The easiest data structure that would do this fairly efficiently would be a list of sets. Make a Set for each carrier to contain all the prefixes.
Now, to associate a call with a carrier:
foreach (Carrier carrier in carriers)
{
bool found = false;
for (int length = 1; length <= 7; length++)
{
int prefix = ExtractDigits(callNumber, length);
if (carrier.Prefixes.Contains(prefix))
{
carrier.Calls.Add(callNumber);
found = true;
break;
}
}
if (found)
break;
}
If you have 10 carriers, there will be 70 lookups in the set per call. But a lookup in a set isn't too slow (much faster than a linear search). So this should give you quite a big speed up over a brute force linear search.
You can go a step further and group the prefixes for each carrier according to the length. That way, if a carrier has only prefixes of length 7 and 4, you'd know to only bother to extract and look up those lengths, each time looking in the set of prefixes of that length.
How about dumping your data into a couple of database tables and then query them using SQL? Easy!

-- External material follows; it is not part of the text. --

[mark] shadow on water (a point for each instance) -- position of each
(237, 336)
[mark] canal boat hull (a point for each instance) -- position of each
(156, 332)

CREATE TABLE dbo.dialled_numbers ( number VARCHAR(100), minutes INT )
CREATE TABLE dbo.prefixes ( prefix VARCHAR(100) )
-- now populate the tables, create indexes etc
-- and then just run your query...
SELECT p.prefix,
SUM(n.minutes) AS total_minutes
FROM dbo.dialled_numbers AS n
INNER JOIN dbo.prefixes AS p
ON n.number LIKE p.prefix + '%'
GROUP BY p.prefix
(This was written for SQL Server, but should be very simple to translate for any other DBMS.)
Maybe it would be simpler (not necessarily more efficient) to do it in a database instead of C#.
You could insert the rows on the database and on insert determine the carrier and include it in the record (maybe in an insert trigger).
Then your report would be a sum query on the table.
I would probably just put the entries in a List, sort it, then use a binary search to look for matches. Tailor the binary search match criteria to return the first item that matches then iterate along the list until you find one that doesn't match. A binary search takes only around 15 comparisons to search a list of 30,000 items.
You may want to use a HashTable in C#.
This way you have key-value pairs, and your keys could be the phone numbers, and your value the total minutes. If a match is found in the key set, then modify the total minutes, else, add a new key.
You would then just need to modify your searching algorithm, to not look at the entire key, but only the first 7 digits of it.